7.2. Without prejudice to the above, the Ld. AO has grossly erred in law in terms of challenging/not accepting the valuation report obtained by the Appellant from Category 1 Merchant Banker.
8. That on the facts and circumstances of the case and in law, Hon’ble PCIT has erred in stepping in the shoes of the Ld. AO and directing the Ld. AO to make addition without appreciating the quasi-judicial powers of Ld. AO.
8.1. Without prejudice to the above, the addition proposed and consequential levy of tax proposed vide impugned order passed by Hon’ble PCIT is baseless and erroneous, without considering the complete facts of the present case. The addition proposed vide the impugned order is erroneous as the same is not limited to excess premium but also take within its ambit the face value of shares.
9. That on facts and circumstances of the case and in law, Hon’ble PCIT has erred in passing the impugned order without appreciating that the Appellant has taken the due course of action to revise its Return of Income and after the acceptance of the same the original Rol will stand substituted and any proceeding basis the original return of income shall be considered null and void.
The grounds mentioned herein by the Appellant are without prejudice to each other. The Appellant craves leave to add and/or alter, amend, modify or rescind the grounds hereinabove before or at the time of hearing before the Hon’ble ITAT.”
3. As per the grounds of appeal, the assessee has challenged the revisional directions towards applicability of s. 56(2)(viib) of the Act with reference to issuance of Compulsorily Convertible Preference Shares (‘CCPS’) by the assessment company to its holding company.
4. The Ld. Counsel pointed out at the outset that the assessee is wholly owned subsidiary of Oravel Stays Limited (‘OSL’). During FY 2017-18 relevant to AY 2018-19, the assessee issued 33,33,333 series AI Compulsorily Convertible Preference Shares (‘CCPS’) to its holding company at issue price of INR 150 per share aggregating to INR 49,99,99,950/- (including premium of INR 140 per share). The Pr.CIT in the revisional order observed that the Fair Market Value (‘FMV’) of CCPS as per Rule 11U of the income Tax Rules, 1962 stands at INR 33.55/- only and thus invoked s. 56(2)(viib) of the Act with a view to tax the excess premium so charged by the assessee company while issuing CCPS to its holding company. In this regard, Ld. Counsel referred to following decisions of the Co-ordinate Bench of the Hon’ble High Court & Coordinate Benches which has addressed the issue in favour of the assessee in the identical facts:-
i. FIS Payment Solutions & Services India Pvt. Ltd. v UOI [W.P.(C)] 10289/2024 judgement dated 29.07.2024 [Del. HC];
ii. DCIT v Kissandhan Agri Financial Services (P.) Ltd. [2023] 150 com 390 (ITAT, Delhi);
iii. M/s. KBC India Pvt. Ltd. vs ITO [ITA No.9710/Del/2019] (ITAT, Delhi);
iv. ACIT vs Dhruv Milkose Pvt. Ltd. [ITA No.843/Del/2019] (ITAT, Delhi);
v. ITO v K. V. Global Pvt. Ltd. [2024] 160 com 234 (ITAT, Delhi);
vi. Rugby Regency (P.) Ltd. v ACIT [2024] 160 com 1056 (ITAT, Delhi); and
vii. ITO vs Solitaire BTN Solar (P.) Ltd [2024] 164 com 170 (ITAT, Delhi).
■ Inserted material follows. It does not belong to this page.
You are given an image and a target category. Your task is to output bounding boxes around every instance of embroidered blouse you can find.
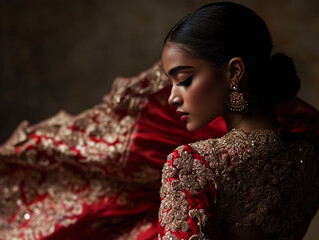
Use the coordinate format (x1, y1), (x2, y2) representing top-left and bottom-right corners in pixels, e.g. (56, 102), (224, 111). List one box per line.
(158, 129), (319, 240)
5. The Ld. Counsel thus submitted that the decisions rendered by the Co-ordinate Benches clearly reflect that the provisions of s. 56(2)(viib) of the Act would not apply in the present case where the transaction is between the assessee (subsidiary company) with its 100% holding company as issuance of share to the holding company cannot be seen to involve circulation of any unaccounted money of the assessee company per se. The Ld. Counsel thus submitted that the twin conditions of s. 263 do not simultaneously exist in the present case. The deeming fiction of s. 56(2)(viib) would not apply in the present case and consequently, the assessment order cannot be regarded as ‘erroneous’ per se. Hence jurisdiction under s. 263 is not available to the revisional authority. The Ld. Counsel thus sought suitable relief in the matter.
6. We straightway refer to the judgement delivered by the Hon’ble Delhi High Court in the case of FIS P. Ltd. (supra) wherein the decisions rendered by the Co-ordinate Bench in the case of BLP Vayu (P.) Ltd. (supra) & Kissandhan Agri Financial Services (P.) Ltd. (supra) were referred. The Hon’ble Delhi High Court in para 5 of its judgement observed that the Revenue conceded that it is bound to act in terms of declaration of law as embodied in the decisions of the Tribunal. Both the decisions of the Tribunal are on the point that s.56(2)(viib) has to be seen in proper perspective and having regard to the object of enactment of s. 56(2)(viib), the transactions between holding company and its wholly owned subsidiary company towards issuance of shares etc. are not covered within the ambit of s. 56(2)(viib) in the absence of any benefit per se arising from such transactions.
7. In the light of judgements referred herein above, the assessment order which is subject matter of revision, cannot be branded as ‘erroneous’ per se. Thus as rightly stated on behalf of the assessee, the pre-requisites of s. 263 are not satisfied in the present case. The impugned revisional order passed under s. 263 of the Act is thus set aside and quashed.
8. In the result, the appeal of the assessee is allowed.
Order pronounced in the open Court on 27th February, 2025.